Physical characteristics
- Source: Ob Plateau
- • coordinates: 52°55′20″N 82°03′42″E﻿ / ﻿52.92222°N 82.06167°E
- Mouth: Ob
- • location: Kasmala
- • coordinates: 53°29′0″N 83°15′50″E﻿ / ﻿53.48333°N 83.26389°E
- Length: 119 km (74 mi)
- Basin size: 2,550 km^{2} (980 sq mi)

Basin features
- Progression: Ob→ Kara Sea

= Kasmala (river) =

River in Siberia, Russia

The Kasmala (Касмала) is a river in Altai Krai, Russia. The river is 119 km long and has a catchment area of 2550 km2.

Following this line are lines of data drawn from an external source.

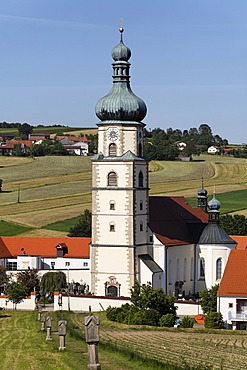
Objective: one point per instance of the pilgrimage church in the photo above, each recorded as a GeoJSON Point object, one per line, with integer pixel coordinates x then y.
{"type": "Point", "coordinates": [135, 237]}
{"type": "Point", "coordinates": [156, 239]}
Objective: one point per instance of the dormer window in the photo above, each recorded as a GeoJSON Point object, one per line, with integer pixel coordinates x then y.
{"type": "Point", "coordinates": [112, 150]}
{"type": "Point", "coordinates": [112, 179]}
{"type": "Point", "coordinates": [112, 205]}
{"type": "Point", "coordinates": [112, 227]}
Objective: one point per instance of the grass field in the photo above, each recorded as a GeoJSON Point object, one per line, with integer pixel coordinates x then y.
{"type": "Point", "coordinates": [23, 346]}
{"type": "Point", "coordinates": [57, 189]}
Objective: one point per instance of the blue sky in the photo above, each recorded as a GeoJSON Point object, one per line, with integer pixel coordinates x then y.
{"type": "Point", "coordinates": [189, 61]}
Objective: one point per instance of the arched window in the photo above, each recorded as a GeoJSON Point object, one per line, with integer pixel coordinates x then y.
{"type": "Point", "coordinates": [202, 268]}
{"type": "Point", "coordinates": [192, 269]}
{"type": "Point", "coordinates": [178, 270]}
{"type": "Point", "coordinates": [185, 269]}
{"type": "Point", "coordinates": [140, 150]}
{"type": "Point", "coordinates": [140, 180]}
{"type": "Point", "coordinates": [170, 272]}
{"type": "Point", "coordinates": [112, 226]}
{"type": "Point", "coordinates": [112, 287]}
{"type": "Point", "coordinates": [112, 291]}
{"type": "Point", "coordinates": [112, 179]}
{"type": "Point", "coordinates": [112, 205]}
{"type": "Point", "coordinates": [112, 150]}
{"type": "Point", "coordinates": [218, 268]}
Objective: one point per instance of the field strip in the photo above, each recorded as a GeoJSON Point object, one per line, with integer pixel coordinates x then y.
{"type": "Point", "coordinates": [183, 348]}
{"type": "Point", "coordinates": [181, 190]}
{"type": "Point", "coordinates": [39, 205]}
{"type": "Point", "coordinates": [40, 218]}
{"type": "Point", "coordinates": [44, 181]}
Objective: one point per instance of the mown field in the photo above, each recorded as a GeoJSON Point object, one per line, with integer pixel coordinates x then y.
{"type": "Point", "coordinates": [47, 190]}
{"type": "Point", "coordinates": [23, 345]}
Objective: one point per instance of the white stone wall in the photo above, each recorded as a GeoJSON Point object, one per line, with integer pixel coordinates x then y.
{"type": "Point", "coordinates": [82, 303]}
{"type": "Point", "coordinates": [127, 138]}
{"type": "Point", "coordinates": [27, 304]}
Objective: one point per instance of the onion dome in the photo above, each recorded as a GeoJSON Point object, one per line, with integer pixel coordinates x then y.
{"type": "Point", "coordinates": [202, 192]}
{"type": "Point", "coordinates": [214, 205]}
{"type": "Point", "coordinates": [121, 51]}
{"type": "Point", "coordinates": [121, 103]}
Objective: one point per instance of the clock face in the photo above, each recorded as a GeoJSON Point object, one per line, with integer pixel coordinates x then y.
{"type": "Point", "coordinates": [113, 134]}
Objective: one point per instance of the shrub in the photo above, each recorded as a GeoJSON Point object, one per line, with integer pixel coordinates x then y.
{"type": "Point", "coordinates": [167, 320]}
{"type": "Point", "coordinates": [187, 322]}
{"type": "Point", "coordinates": [145, 317]}
{"type": "Point", "coordinates": [112, 312]}
{"type": "Point", "coordinates": [214, 320]}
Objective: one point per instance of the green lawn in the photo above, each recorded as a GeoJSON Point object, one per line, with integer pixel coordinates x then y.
{"type": "Point", "coordinates": [62, 225]}
{"type": "Point", "coordinates": [23, 346]}
{"type": "Point", "coordinates": [12, 229]}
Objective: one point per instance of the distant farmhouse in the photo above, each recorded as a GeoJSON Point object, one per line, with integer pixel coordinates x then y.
{"type": "Point", "coordinates": [137, 237]}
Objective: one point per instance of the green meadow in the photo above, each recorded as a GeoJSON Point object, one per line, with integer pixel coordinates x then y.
{"type": "Point", "coordinates": [49, 193]}
{"type": "Point", "coordinates": [24, 346]}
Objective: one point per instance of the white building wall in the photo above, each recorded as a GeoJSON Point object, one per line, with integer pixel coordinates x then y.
{"type": "Point", "coordinates": [224, 307]}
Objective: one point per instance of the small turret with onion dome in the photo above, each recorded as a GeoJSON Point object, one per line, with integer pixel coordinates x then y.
{"type": "Point", "coordinates": [121, 104]}
{"type": "Point", "coordinates": [214, 209]}
{"type": "Point", "coordinates": [202, 199]}
{"type": "Point", "coordinates": [213, 232]}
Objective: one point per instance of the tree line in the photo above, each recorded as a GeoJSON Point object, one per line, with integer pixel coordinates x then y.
{"type": "Point", "coordinates": [161, 144]}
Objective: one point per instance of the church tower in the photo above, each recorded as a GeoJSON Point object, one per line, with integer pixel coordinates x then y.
{"type": "Point", "coordinates": [119, 185]}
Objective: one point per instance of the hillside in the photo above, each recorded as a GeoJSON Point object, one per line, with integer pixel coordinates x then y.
{"type": "Point", "coordinates": [52, 189]}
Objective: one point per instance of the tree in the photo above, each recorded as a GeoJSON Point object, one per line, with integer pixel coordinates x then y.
{"type": "Point", "coordinates": [3, 277]}
{"type": "Point", "coordinates": [24, 130]}
{"type": "Point", "coordinates": [145, 297]}
{"type": "Point", "coordinates": [16, 292]}
{"type": "Point", "coordinates": [214, 320]}
{"type": "Point", "coordinates": [209, 299]}
{"type": "Point", "coordinates": [52, 281]}
{"type": "Point", "coordinates": [234, 225]}
{"type": "Point", "coordinates": [29, 278]}
{"type": "Point", "coordinates": [83, 226]}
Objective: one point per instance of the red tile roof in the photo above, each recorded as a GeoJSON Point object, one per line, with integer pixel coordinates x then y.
{"type": "Point", "coordinates": [165, 215]}
{"type": "Point", "coordinates": [234, 280]}
{"type": "Point", "coordinates": [12, 246]}
{"type": "Point", "coordinates": [241, 241]}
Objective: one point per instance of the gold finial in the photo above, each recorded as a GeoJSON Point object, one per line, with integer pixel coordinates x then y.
{"type": "Point", "coordinates": [121, 25]}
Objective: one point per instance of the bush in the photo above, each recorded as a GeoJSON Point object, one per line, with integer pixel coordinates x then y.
{"type": "Point", "coordinates": [214, 320]}
{"type": "Point", "coordinates": [167, 320]}
{"type": "Point", "coordinates": [145, 317]}
{"type": "Point", "coordinates": [112, 312]}
{"type": "Point", "coordinates": [187, 322]}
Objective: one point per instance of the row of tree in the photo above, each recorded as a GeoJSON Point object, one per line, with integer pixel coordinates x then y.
{"type": "Point", "coordinates": [161, 144]}
{"type": "Point", "coordinates": [154, 307]}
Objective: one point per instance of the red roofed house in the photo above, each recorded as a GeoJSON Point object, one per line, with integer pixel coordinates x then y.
{"type": "Point", "coordinates": [188, 244]}
{"type": "Point", "coordinates": [232, 293]}
{"type": "Point", "coordinates": [70, 255]}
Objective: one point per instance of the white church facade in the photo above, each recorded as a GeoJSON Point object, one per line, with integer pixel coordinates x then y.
{"type": "Point", "coordinates": [136, 237]}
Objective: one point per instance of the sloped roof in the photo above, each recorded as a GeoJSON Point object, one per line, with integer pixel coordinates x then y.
{"type": "Point", "coordinates": [214, 234]}
{"type": "Point", "coordinates": [174, 222]}
{"type": "Point", "coordinates": [12, 246]}
{"type": "Point", "coordinates": [240, 240]}
{"type": "Point", "coordinates": [234, 280]}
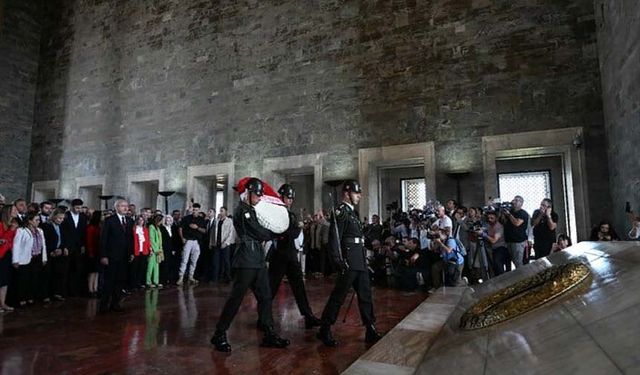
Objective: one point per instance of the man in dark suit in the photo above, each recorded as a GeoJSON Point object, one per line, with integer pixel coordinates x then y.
{"type": "Point", "coordinates": [74, 229]}
{"type": "Point", "coordinates": [116, 245]}
{"type": "Point", "coordinates": [57, 253]}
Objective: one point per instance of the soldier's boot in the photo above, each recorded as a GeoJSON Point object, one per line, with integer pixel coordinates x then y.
{"type": "Point", "coordinates": [324, 335]}
{"type": "Point", "coordinates": [219, 340]}
{"type": "Point", "coordinates": [372, 335]}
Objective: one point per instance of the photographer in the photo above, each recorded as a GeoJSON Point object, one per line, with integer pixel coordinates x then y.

The basin of the river is located in the Rebrikhinsky and Pavlovsky districts. Kasmala rural locality is named after the river.

== Course ==
The Kasmala is a left tributary of the Ob river. It has its sources in lake Seleznevo-Borovskoye, located 30 km northeast of lake Bolshoye Ostrovnoye in a swampy area of the Ob Plateau. The river flows in a roughly northeastern direction within one of the wide ravines of glacial origin that cut diagonally across the plateau. Finally it meets the left bank of the Ob at Kasmala, 3343 km from the Ob's mouth.

===Tributaries===
The longest tributary of the Kasmala is the 32 km long Borovlyanka (Боровлянка) on the left. The river is frozen between November and April.